Gerações, intergerações – juntas e misturadas

Gerações? Quem são elas? Um estado de espírito?

As gerações são grupos sociais que vivem experiências num mesmo tempo histórico, se diferenciam umas das outras em relação às suas inserções sociais, oportunidades, valores, afinidades, costumes, modos de sentir e de perceber a sociedade. Trata-se, portanto, de um fenômeno cultural, cronológico, e econômico.

Em torno dessas considerações, no entanto, Borges e Magalhaes (2011) citam o sociólogo Mannheim (1982), que destaca “que nem todas as pessoas de uma mesma geração partilham das mesmas experiências somente porque ocupam uma posição comum na dimensão histórica do processo social – dependem também, obviamente, da classe social, do gênero e da raça a que pertencem.”

Papel social das gerações? O que elas fazem?

As gerações constroem e transmitem conhecimentos adquiridos através de suas experiências e isso, é papel social, ou seja, um legado, que está organizado na maneira como estas gerações se relacionam com a hierarquia, no âmbito social.

Conflitos? Sem conflitos?

A marca de cada geração não se dá sem tensões, pelo contrário, os conflitos entre gerações existem porque nem todos os grupos se identificam com os mesmos sentidos de vida e elas têm expectativas diferenciadas.

Por outro lado, a adesão a comportamentos e estilos de vida inspirados nos jovens faz com que as gerações mais velhas convivam mais tranquilamente com os valores desse grupo social, marcando as relações intergeracionais.

Jovens? Todos querem ser jovens?

Com a globalização, a aceleração das mudanças no mundo e o avanço da tecnologia, o mercado consumidor tem o público jovem como um grande potencial de consumo.
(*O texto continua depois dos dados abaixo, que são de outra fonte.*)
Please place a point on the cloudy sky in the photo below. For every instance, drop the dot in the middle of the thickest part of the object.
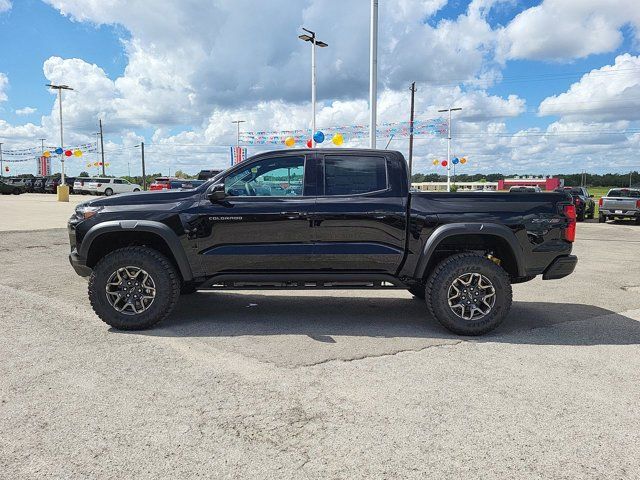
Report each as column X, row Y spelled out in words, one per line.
column 545, row 86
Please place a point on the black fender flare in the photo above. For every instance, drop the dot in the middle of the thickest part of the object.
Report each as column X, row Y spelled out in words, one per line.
column 157, row 228
column 449, row 230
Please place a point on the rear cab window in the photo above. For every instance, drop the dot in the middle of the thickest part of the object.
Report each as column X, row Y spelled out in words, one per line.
column 354, row 175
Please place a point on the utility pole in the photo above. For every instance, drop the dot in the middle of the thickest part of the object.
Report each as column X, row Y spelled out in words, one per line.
column 314, row 43
column 60, row 88
column 42, row 154
column 238, row 122
column 104, row 174
column 413, row 94
column 449, row 144
column 373, row 73
column 144, row 175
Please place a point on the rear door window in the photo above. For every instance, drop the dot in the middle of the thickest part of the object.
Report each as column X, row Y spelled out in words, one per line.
column 354, row 175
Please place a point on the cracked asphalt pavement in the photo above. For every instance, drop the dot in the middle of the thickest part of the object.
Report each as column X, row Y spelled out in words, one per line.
column 335, row 384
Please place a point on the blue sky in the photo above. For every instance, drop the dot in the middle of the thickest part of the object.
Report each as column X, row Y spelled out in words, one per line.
column 175, row 75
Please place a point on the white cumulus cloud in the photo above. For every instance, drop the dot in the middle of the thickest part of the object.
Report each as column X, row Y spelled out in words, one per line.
column 26, row 111
column 607, row 94
column 568, row 29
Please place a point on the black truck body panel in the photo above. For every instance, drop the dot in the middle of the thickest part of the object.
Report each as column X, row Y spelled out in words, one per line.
column 318, row 237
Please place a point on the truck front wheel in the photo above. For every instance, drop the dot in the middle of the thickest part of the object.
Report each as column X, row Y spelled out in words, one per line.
column 134, row 288
column 469, row 294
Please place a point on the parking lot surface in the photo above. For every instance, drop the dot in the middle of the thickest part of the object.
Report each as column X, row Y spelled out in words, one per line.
column 331, row 384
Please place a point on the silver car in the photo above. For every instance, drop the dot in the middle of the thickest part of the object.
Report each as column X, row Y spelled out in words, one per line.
column 620, row 203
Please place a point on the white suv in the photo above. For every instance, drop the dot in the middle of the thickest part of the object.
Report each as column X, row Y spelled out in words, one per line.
column 109, row 186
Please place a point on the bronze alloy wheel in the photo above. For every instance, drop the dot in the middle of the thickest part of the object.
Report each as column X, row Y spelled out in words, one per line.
column 130, row 290
column 471, row 296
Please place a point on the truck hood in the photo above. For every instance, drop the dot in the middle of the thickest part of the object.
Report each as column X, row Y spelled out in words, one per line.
column 146, row 198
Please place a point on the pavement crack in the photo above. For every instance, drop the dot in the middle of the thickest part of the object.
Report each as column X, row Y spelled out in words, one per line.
column 381, row 355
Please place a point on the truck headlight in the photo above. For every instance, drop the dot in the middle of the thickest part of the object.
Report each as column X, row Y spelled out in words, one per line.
column 84, row 212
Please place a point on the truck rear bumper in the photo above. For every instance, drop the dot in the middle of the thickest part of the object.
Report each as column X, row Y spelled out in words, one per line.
column 560, row 267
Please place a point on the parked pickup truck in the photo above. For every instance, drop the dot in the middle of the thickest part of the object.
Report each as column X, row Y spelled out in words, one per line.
column 620, row 203
column 317, row 218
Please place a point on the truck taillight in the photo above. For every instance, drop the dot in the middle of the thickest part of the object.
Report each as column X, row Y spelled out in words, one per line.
column 570, row 231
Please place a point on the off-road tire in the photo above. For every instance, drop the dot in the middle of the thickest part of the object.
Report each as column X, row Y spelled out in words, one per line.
column 188, row 288
column 167, row 283
column 442, row 278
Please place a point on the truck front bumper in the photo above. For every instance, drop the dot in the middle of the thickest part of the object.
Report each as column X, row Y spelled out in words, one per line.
column 560, row 267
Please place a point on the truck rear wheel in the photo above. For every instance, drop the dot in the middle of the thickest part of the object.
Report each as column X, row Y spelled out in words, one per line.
column 134, row 288
column 469, row 294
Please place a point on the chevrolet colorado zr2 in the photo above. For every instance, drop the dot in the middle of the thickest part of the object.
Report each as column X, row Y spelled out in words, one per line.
column 320, row 218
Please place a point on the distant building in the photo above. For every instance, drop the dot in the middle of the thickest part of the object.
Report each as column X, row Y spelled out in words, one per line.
column 545, row 183
column 466, row 186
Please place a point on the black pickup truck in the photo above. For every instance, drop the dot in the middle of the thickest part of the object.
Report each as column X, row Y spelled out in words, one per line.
column 320, row 218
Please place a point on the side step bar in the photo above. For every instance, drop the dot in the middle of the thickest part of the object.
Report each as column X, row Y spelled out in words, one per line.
column 257, row 281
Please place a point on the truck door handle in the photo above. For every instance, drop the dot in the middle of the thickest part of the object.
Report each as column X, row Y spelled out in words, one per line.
column 292, row 215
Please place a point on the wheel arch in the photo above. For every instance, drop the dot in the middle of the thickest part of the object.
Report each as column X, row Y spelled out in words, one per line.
column 108, row 236
column 453, row 238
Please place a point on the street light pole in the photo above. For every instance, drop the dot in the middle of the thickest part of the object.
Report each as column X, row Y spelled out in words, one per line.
column 373, row 74
column 238, row 122
column 60, row 88
column 449, row 144
column 314, row 43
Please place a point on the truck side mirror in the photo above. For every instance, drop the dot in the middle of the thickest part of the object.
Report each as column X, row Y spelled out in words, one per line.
column 216, row 193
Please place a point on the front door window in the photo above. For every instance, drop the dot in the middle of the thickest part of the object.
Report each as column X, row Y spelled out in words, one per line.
column 273, row 177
O espírito jovem passou a ser um ideal de comportamento para todas as idades, a chamada teenagerização  (teenager, palavra inglesa que se refere a pessoas de 13 a 19 anos) ou seja, a vontade de todos serem jovens, de se espelharem nesse modelo, no modo de se vestir, falar, comportar, usar a tecnologia.

Nova lógica? Inversão?

Em decorrência dessas transformações, o público jovem passou a ser a referência para os comportamentos e com isso, as relações entre as gerações se aproximaram e inverteram a lógica convencional, na qual os mais velhos transmitem os conhecimentos aos mais novos.
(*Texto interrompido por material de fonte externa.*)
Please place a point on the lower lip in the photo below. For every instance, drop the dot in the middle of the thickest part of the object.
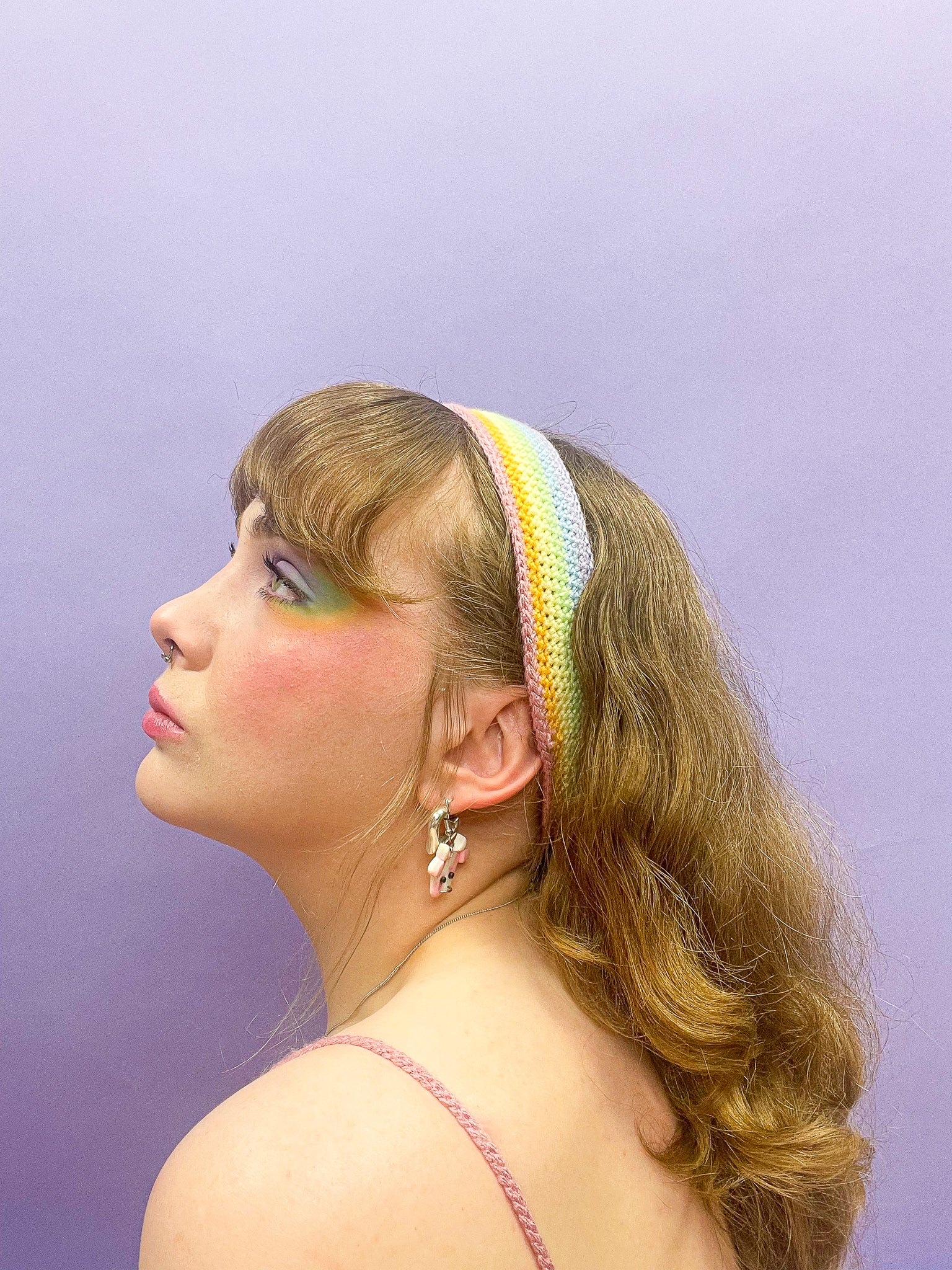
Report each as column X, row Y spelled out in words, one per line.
column 161, row 727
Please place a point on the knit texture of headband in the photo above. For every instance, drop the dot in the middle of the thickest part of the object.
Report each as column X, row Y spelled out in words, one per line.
column 552, row 564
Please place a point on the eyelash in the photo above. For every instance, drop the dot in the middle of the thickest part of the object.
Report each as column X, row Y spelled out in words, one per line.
column 266, row 593
column 271, row 566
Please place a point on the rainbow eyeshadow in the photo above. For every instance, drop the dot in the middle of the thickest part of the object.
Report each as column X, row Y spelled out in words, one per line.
column 552, row 564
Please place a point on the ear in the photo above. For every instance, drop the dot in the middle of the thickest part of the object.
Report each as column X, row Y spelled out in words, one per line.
column 496, row 757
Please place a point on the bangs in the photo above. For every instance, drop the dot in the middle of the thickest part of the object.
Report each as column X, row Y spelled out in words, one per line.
column 328, row 466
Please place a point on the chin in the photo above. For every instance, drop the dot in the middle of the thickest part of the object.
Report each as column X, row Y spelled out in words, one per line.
column 162, row 793
column 165, row 789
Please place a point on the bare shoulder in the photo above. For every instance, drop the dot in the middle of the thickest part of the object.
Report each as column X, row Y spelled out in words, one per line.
column 327, row 1161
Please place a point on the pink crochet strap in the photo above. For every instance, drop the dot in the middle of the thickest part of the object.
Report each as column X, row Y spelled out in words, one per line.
column 475, row 1130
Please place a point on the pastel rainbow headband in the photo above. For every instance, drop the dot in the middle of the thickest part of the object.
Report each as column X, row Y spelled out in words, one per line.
column 552, row 564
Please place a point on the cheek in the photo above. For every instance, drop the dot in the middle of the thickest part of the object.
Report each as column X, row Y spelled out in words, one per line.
column 312, row 695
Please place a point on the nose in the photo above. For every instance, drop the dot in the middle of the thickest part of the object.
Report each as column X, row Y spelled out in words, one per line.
column 188, row 623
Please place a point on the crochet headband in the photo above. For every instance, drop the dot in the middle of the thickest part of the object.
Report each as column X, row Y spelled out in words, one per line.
column 552, row 564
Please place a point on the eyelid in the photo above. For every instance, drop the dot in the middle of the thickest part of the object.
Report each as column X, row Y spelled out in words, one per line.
column 289, row 573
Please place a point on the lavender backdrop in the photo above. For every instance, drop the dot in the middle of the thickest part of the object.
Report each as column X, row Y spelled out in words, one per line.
column 720, row 228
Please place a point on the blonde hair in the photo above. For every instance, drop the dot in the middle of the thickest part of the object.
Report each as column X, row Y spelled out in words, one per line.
column 687, row 890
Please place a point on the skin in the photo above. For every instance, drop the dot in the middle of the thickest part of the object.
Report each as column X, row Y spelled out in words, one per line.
column 300, row 722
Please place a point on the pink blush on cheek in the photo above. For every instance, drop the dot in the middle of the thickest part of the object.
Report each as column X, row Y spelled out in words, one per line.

Indiscriminação de papeis?

Essa mudança de paradigma em que os jovens e os não tão jovens estão misturados nos diversos espaços sociais depara-se, em muitas situações, com a dificuldade de identificação de papeis, pois todos se parecem iguais, uma homogeneização cultural.

Juntos e misturados?

No entanto, as experiências das gerações mais velhas e das mais novas, avós, filhos e netos, são distintas, têm posicionamentos diferenciados. Baseado no estudo de Borges e Magalhaes (2011), o que se conclui é que há uma coexistência de valores e uma flexibilidade de estilos de vida inspirados nas juventudes situadas na contemporaneidade.

Juventudes no plural?

Juventude passa a ser um modo de ver ou viver a vida, de fazer escolhas, de se posicionar diante de fatos políticos ou culturais. Podemos dizer, então, que neste momento em que temos diversas gerações convivendo e trocando experiências, essas trocas passam a criar mais possibilidades e interações, levando a um crescimento conjunto, contudo, com cada uma delas representando experiências de seus tempos.